The Turkish Baths come from a combination of multiple cultures, including Roman and Anatolian. Muslims also must clean themselves before daily prayers, which are one of the 5 pillars of Islam. Therefore, these bathing traditions fit seamlessly into Islamic culture as well.
After stumbling through some narrow alleys, my travel buddy Jackson and I found a recommended bathhouse and descended down the steps. We entered a large room with a marble floor and wooden changing rooms. There, a man gave us a choice of packages. Jackson decided on the budget self-service package, but as a man comfortable with his sexuality I decided on both a serviced wash and oil massage. We were given keys to an individual changing room, where we left our clothes and put on our approved thongs and towel (read: tea towel).
We went to the entrance of the Turkish bath and were met by a large, hairy, Turkish attendant, also wearing just a tea towel, who appeared to be suffering from a kebab-induced food pregnancy. We followed him into the steamy marble grotto, which centered around a marble bench with basins on the wings for washing and doors that led to a steam room and sauna. The room was decorated with an assortment of Turkish men of all shapes and sizes, all washing themselves and in their own towels and thongs.
He pointed to the sauna and commanded us to “Go! Sweat! Make clean!”. We followed his instructions and after fifteen minutes, a smaller, leaner attendant took me to one of the basins. There, he began to scrub me with a black hessian object, mixing it up with intermittent saturations of soap and unexpected buckets of water.
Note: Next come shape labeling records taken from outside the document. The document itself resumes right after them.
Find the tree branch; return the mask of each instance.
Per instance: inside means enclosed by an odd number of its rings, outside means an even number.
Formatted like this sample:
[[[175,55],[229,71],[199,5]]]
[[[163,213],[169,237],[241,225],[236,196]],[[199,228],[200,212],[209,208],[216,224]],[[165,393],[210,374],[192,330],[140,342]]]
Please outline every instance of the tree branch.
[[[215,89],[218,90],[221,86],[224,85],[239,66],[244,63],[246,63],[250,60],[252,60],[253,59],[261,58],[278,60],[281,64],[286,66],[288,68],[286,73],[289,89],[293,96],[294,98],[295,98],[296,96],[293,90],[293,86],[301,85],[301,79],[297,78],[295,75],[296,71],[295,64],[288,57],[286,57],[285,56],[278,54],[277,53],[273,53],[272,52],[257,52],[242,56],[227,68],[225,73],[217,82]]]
Now clean, he led me to the central and very visible marble bench where a towel had been placed. I laid face up and my attendant untucked my towel and folded it into an indecently small triangle to cover my genitals. He then continued the wash and massage that could best be described as a rough but somewhat pleasant tour of all the pressure points in my body. He then rolled me over onto my stomach, quickly moving the towel as he did in order to keep my dignity intact. The finale to what was quickly becoming torture was a back-crack, which involved the attendant grabbing the skin on my spine between his knuckles and twisting and pushing down.
Hallelujah! I had survived without vocalising my pain, bruised but richer for the experience. I thanked the attendant, who replied: “Now oil massage”. Crap. I was led to a more private marble bench with yet another towel for yet another painful rub down. Again, I lay down, realising I did not know my attendant’s name. Should I ask him? Is this an anonymous thing? Should I give him my name first and see if he gives me his? I stopped caring when the pain started again, this time with the addition of oil and a harsh line of questioning. He would alternate between “Good massage?” and “Massage good?”, and I’d answer with a quick “Yep” whilst trying not cry as he jammed his stubby fingers into my back.
But before I knew it, my back was slapped and my Turkish bath experience was over. In an odd painful way it was still enjoyable and, if you’re ever in Istanbul, I’d recommend it. I would give it 3.5 hairy Turkish men out of 5.